(Bloomberg) -- Moody’s Ratings cut Altice France Holding SA’s credit rating to one of its lowest tiers, a move that threatens to wreak havoc on collateralized loan obligations holding the company’s debt. 

The two-step downgrade of the parent company to Caa2 from B3 follows Altice France’s recent earnings announcement, where the company said it was expecting revenue decline and would need creditors to participate in discounted transactions to help reduce leverage, Moody’s analysts wrote in a note Wednesday.

CLOs, a crucial buyer of leveraged loans, have strict limits on how much of the riskiest junk debt they can hold and may look to quickly offload the debt. The company still has a higher B- grade from S&P Global Ratings. 

Moody’s said the downgrade reflects the company’s unsustainable capital structure — due to its high leverage and weak free cashflow, particularly in a high interest rate environment — as well as the competitive nature of the French market, the complexity of the group structure and its high appetite for leverage, and its weak liquidity owing to the large financing needs from 2025 onwards. 

“The company’s probability of default has materially increased, given that its capital structure is unsustainable at current interest rates,” Ernesto Bisagno, a vice president at Moody’s Ratings, wrote in the note. The firm’s “operating performance and credit metrics will be weaker than we initially expected.”
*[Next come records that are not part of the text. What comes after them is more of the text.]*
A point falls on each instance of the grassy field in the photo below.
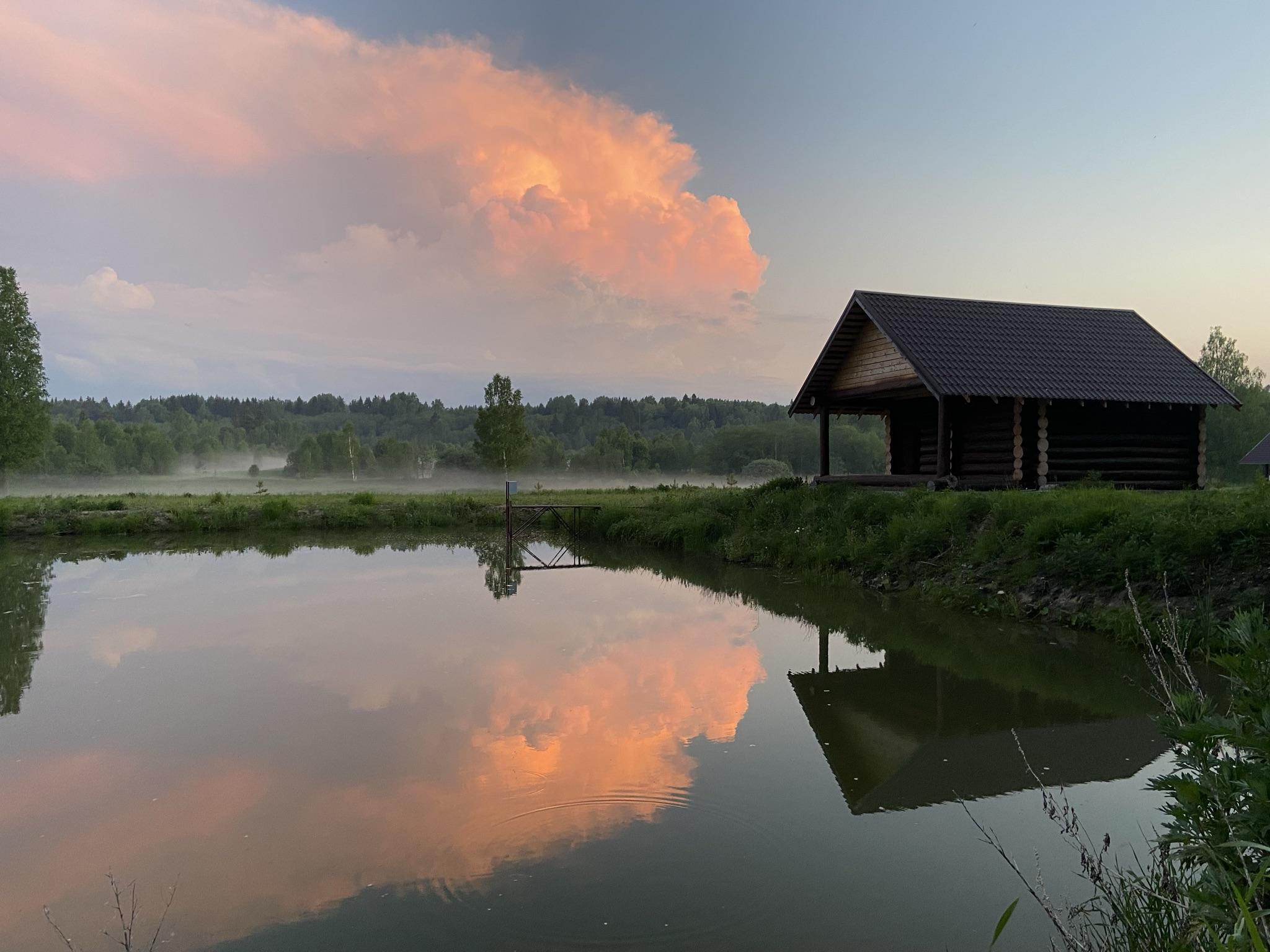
(1060, 555)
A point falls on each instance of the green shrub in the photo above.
(277, 509)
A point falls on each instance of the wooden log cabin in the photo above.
(993, 394)
(1259, 456)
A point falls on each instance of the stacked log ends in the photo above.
(886, 420)
(1042, 442)
(1202, 469)
(1019, 439)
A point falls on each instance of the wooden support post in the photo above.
(825, 442)
(1202, 465)
(941, 439)
(1019, 441)
(886, 426)
(1042, 442)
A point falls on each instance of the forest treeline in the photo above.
(404, 436)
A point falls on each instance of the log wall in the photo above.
(912, 437)
(1029, 443)
(1143, 446)
(984, 442)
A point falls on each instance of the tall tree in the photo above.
(1227, 364)
(1232, 433)
(23, 386)
(502, 437)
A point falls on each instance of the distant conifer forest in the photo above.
(401, 436)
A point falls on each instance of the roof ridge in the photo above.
(992, 301)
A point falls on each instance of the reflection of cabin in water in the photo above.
(993, 394)
(907, 734)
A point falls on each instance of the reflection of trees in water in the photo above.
(492, 555)
(24, 579)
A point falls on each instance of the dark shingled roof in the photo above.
(995, 348)
(1260, 454)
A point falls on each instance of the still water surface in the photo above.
(356, 749)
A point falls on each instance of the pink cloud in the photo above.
(541, 174)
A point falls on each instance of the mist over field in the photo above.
(224, 480)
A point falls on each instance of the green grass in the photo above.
(1061, 555)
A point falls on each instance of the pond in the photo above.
(393, 744)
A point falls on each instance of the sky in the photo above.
(252, 198)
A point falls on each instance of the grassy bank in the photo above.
(1062, 555)
(1059, 555)
(139, 514)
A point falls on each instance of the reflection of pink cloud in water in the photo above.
(554, 748)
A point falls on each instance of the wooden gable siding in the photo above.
(873, 361)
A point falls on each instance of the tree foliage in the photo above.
(1223, 361)
(1232, 433)
(502, 438)
(23, 386)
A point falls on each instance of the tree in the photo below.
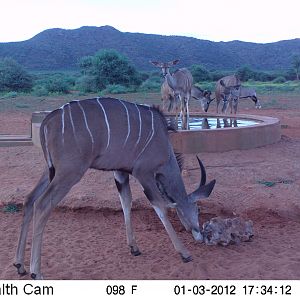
(200, 73)
(296, 65)
(13, 77)
(109, 67)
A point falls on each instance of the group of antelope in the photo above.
(178, 88)
(126, 138)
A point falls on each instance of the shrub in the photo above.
(151, 84)
(117, 89)
(10, 95)
(87, 84)
(40, 90)
(13, 77)
(57, 83)
(109, 67)
(200, 73)
(279, 79)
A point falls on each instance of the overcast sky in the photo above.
(260, 21)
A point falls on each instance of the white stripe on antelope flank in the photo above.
(140, 125)
(49, 162)
(85, 121)
(63, 122)
(128, 122)
(106, 122)
(72, 122)
(151, 133)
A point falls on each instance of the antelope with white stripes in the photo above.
(228, 90)
(204, 96)
(112, 135)
(180, 82)
(248, 92)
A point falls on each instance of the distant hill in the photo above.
(60, 49)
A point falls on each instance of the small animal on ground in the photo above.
(223, 232)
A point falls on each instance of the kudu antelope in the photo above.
(203, 96)
(228, 90)
(168, 97)
(246, 92)
(112, 135)
(180, 82)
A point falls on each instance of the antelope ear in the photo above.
(202, 192)
(156, 63)
(174, 62)
(172, 204)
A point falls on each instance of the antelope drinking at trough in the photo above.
(247, 92)
(203, 96)
(228, 90)
(180, 82)
(112, 135)
(167, 96)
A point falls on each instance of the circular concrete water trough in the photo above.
(225, 132)
(255, 131)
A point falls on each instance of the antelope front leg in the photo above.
(152, 193)
(178, 245)
(122, 182)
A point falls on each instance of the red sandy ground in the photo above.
(85, 236)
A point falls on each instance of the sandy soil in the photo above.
(85, 235)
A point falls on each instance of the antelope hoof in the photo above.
(135, 252)
(186, 259)
(19, 266)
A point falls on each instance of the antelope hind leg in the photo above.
(122, 183)
(60, 185)
(27, 217)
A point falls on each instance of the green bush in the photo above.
(13, 77)
(58, 84)
(10, 95)
(200, 73)
(40, 90)
(279, 79)
(109, 67)
(152, 84)
(117, 89)
(87, 84)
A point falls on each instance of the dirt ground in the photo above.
(85, 236)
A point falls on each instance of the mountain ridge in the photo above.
(61, 49)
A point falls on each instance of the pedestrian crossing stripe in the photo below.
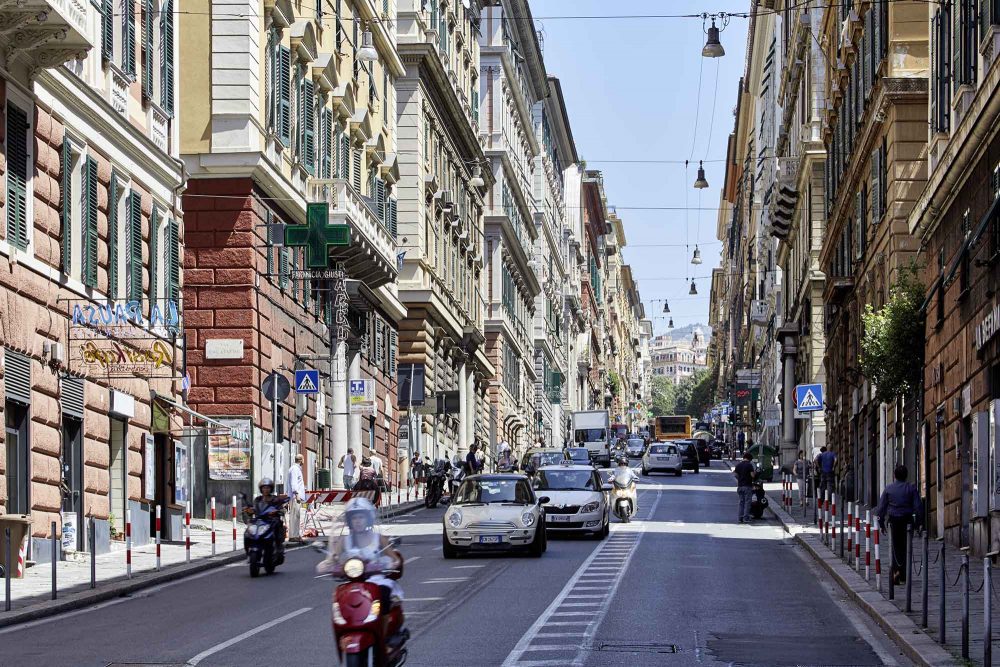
(809, 400)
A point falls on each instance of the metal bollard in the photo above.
(965, 603)
(55, 558)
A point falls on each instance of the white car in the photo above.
(577, 498)
(494, 512)
(663, 457)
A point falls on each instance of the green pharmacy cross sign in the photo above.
(317, 235)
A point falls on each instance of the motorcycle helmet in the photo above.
(359, 515)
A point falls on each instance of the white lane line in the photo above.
(249, 633)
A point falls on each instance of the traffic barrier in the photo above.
(157, 538)
(128, 544)
(213, 525)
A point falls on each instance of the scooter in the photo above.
(260, 539)
(364, 634)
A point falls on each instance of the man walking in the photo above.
(900, 504)
(295, 486)
(348, 463)
(744, 486)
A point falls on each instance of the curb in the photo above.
(914, 642)
(120, 587)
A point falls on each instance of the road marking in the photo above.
(249, 633)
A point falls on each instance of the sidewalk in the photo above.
(922, 645)
(31, 596)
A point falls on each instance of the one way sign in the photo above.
(307, 382)
(809, 397)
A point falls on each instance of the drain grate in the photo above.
(636, 647)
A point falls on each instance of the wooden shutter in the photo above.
(284, 87)
(167, 57)
(17, 177)
(90, 222)
(107, 30)
(113, 237)
(66, 206)
(128, 36)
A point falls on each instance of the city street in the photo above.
(682, 584)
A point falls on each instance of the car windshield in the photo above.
(566, 480)
(475, 491)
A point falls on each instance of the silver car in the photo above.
(577, 499)
(663, 457)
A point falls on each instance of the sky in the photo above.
(632, 90)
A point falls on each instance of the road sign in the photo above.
(317, 235)
(809, 397)
(307, 381)
(275, 383)
(361, 397)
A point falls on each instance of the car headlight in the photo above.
(354, 568)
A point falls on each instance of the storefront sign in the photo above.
(988, 328)
(229, 454)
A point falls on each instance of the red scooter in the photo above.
(366, 637)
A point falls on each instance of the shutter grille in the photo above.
(17, 377)
(90, 223)
(17, 177)
(71, 396)
(113, 237)
(67, 206)
(167, 57)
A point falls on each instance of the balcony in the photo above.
(43, 33)
(371, 257)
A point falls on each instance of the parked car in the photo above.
(494, 512)
(663, 457)
(577, 498)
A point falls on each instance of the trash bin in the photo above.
(19, 525)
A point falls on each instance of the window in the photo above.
(18, 176)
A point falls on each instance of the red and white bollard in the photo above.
(187, 532)
(157, 526)
(213, 525)
(234, 523)
(128, 544)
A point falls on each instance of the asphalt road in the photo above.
(681, 585)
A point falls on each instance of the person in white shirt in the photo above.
(295, 487)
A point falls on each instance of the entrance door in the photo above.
(72, 473)
(17, 472)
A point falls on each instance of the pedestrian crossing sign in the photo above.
(809, 397)
(307, 382)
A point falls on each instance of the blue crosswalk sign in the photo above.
(307, 381)
(809, 397)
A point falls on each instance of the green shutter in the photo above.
(147, 50)
(167, 57)
(128, 36)
(90, 223)
(284, 86)
(17, 177)
(113, 237)
(107, 30)
(66, 206)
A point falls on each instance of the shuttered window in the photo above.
(167, 57)
(17, 177)
(113, 237)
(90, 222)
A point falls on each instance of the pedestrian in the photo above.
(744, 474)
(825, 463)
(801, 471)
(349, 464)
(296, 488)
(900, 503)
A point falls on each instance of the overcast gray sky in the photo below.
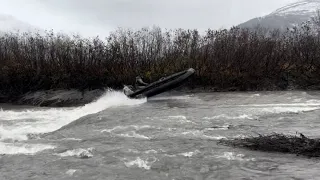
(98, 17)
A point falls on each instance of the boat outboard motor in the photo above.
(139, 83)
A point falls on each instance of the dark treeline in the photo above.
(239, 59)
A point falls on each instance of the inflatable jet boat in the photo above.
(160, 86)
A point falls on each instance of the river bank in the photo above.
(75, 97)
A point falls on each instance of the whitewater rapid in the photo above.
(15, 125)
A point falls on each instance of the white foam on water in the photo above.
(224, 116)
(122, 128)
(234, 157)
(70, 172)
(145, 164)
(200, 134)
(20, 148)
(52, 119)
(81, 153)
(190, 154)
(133, 134)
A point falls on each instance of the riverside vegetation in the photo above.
(234, 59)
(228, 59)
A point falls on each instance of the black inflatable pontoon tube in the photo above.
(165, 84)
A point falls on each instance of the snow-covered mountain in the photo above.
(9, 23)
(287, 16)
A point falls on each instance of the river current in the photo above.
(173, 136)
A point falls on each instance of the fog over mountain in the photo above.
(287, 16)
(99, 17)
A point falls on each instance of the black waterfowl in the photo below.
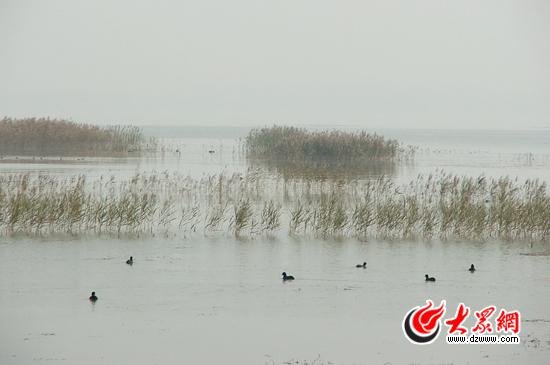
(429, 279)
(287, 277)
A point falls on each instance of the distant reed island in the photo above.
(257, 203)
(298, 144)
(44, 136)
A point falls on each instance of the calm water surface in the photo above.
(221, 300)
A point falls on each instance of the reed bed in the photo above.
(44, 136)
(286, 143)
(259, 203)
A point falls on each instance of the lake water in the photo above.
(221, 300)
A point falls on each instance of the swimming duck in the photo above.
(287, 277)
(429, 279)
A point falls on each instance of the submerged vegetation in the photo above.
(261, 203)
(297, 144)
(46, 136)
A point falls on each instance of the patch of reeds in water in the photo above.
(261, 203)
(287, 143)
(44, 136)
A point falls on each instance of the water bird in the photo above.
(429, 279)
(287, 277)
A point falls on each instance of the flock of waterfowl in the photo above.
(286, 277)
(364, 266)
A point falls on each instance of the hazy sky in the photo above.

Altice France, one of three silos of billionaire Patrick Drahi’s telecommunications empire, reported a debt ratio of 6.2 times its earnings at the end of 2023, and is aiming to bring leverage down to below 4-times earnings before interest, taxes, depreciation and amortization. 

The company is racing against the clock to reduce its increasingly unsustainable debt pile while facing a preliminary probe into allegations for corruption at the wider Altice conglomerate. 

Some Altice France bonds were among the biggest decliners in secondary trading Wednesday. The company’s 8.125% bonds due 2027 last changed hands at about 79 cents on the dollar — 2 cents lower on the day — as of 3:30 p.m. in New York, according to pricing source Trace. 

(Adds bond pricing in final paragraph. A previous version corrected entity downgraded in first paragraph.)